Die Wut auf die Staatschefin wächst, die Polizei geht mit Tränengas gegen Anti-Rousseff-Demonstranten vor. Und über ihr schwebt ein Amtsenthebungsverfahren.
São Paolo.Freitagfrüh rückten die Räumkommandos an. Mit Wasserwerfern und Tränengas vertrieb São Paulos Polizei Demonstranten, die so lange auf der Avenida Paulista zelten wollten, bis Präsidentin Dilma Rousseff ihr Amt abgibt. Das geht aber nicht: Für Freitagabend haben Rousseff-Anhänger die Hochhausschlucht gebucht. Sie wollen für Ex-Präsident Luiz Inácio Lula marschieren. Ein Richter hatte die Entscheidung der Präsidentin, ihren Vorgänger zum Kabinettschef zu machen, wegen Korruptionsermittlungen gegen Lula abgelehnt.
Brasilien, lange Musterland für entspanntes Miteinander, ist gespalten und nervös. Während die Wirtschaft in die schlimmste Rezession seit einem Jahrhundert rutscht, will ein Teil der Bevölkerung, konfrontiert mit immer neuen Details aus dem Schmiergeldschema um den Staatskonzern Petrobras, die Präsidentin abtreten und die Verantwortlichen, bis hin zu Lula, verhaftet sehen. Aber vor allem Brasilianer, die im vergangenen Jahrzehnt der Armut entrinnen konnten, verteidigen die Führer der Regierungspartei PT und sehen sowohl hinter den Ermittlungen der Petrobras-Richter als auch im Impeachment-Verfahren gegen Rousseff Putschpläne.

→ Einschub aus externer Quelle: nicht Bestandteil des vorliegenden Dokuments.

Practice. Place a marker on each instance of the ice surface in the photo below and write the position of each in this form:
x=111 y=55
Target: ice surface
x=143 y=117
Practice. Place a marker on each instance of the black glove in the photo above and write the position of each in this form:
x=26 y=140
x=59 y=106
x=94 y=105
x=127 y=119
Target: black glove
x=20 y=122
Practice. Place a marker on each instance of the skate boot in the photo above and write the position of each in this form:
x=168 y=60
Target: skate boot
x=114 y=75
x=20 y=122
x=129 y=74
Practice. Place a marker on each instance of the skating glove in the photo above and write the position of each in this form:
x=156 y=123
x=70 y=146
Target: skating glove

Vizepräsident will an die Macht
Am Donnerstag formierte sich im Kongress jener Ausschuss aus 66 Abgeordneten, der in fünfzehn Sitzungstagen die Situation einschätzen soll. Das Untersuchungsergebnis soll dem Plenum vorgelegt werden. Sollten zwei Drittel der Abgeordneten befinden, Rousseff habe im Wahljahr 2014 die Staatsfinanzen frisiert, wäre Rousseff ihr Amt für 180 Tage los. Dann muss der Senat entscheiden. Zwischenzeitlich würde ihr Vize, Michel Temer, regieren. Er käme an die Macht, wenn Rousseff ganz abgesetzt würde.
Noch vor Weihnachten sah es so aus, als könnte Rousseff den GAU vermeiden. Aber jetzt bröselt ihre Rückendeckung. Lula, den der Richterspruch vorerst sein Ministeramt kostete, wurde von Rousseff in die Regierung geholt, um – mit seinem Verhandlungsgeschick und seinen Kontakten – der Präsidentin das notwendige Drittel zu sichern. Doch nun, nach der Publikation eines belastenden Telefonats zwischen den beiden sowie Lulas Suspendierung, steht Rousseff da wie der König ohne Kleider. Allen war aufgefallen, dass Temer Lulas Angelobung geschwänzt hatte. Er ist Chef der größten Koalitionspartei PMDB. Diese Partei, belastet durch die Petrobras-Affäre, beschloss, ihre Koalitionspolitik zu überdenken. Ende März wird das Präsidium tagen. Möglich, dass dort die Daumen sinken und Rousseff ihre Mehrheit verliert – ehe die Amtsenthebung ihren Höhepunkt erreicht hat. Rousseff will nicht freiwillig gehen.
Längst kursieren Gerüchte, Temer wolle mit der sozialdemokratischen Opposition eine große Koalition schmieden, um die Wirtschaft voranzubringen und das Land zu einen. Die Finanzmärkte feierten in der Vorwoche jeden Rückschlag für Rousseff mit Gewinnen.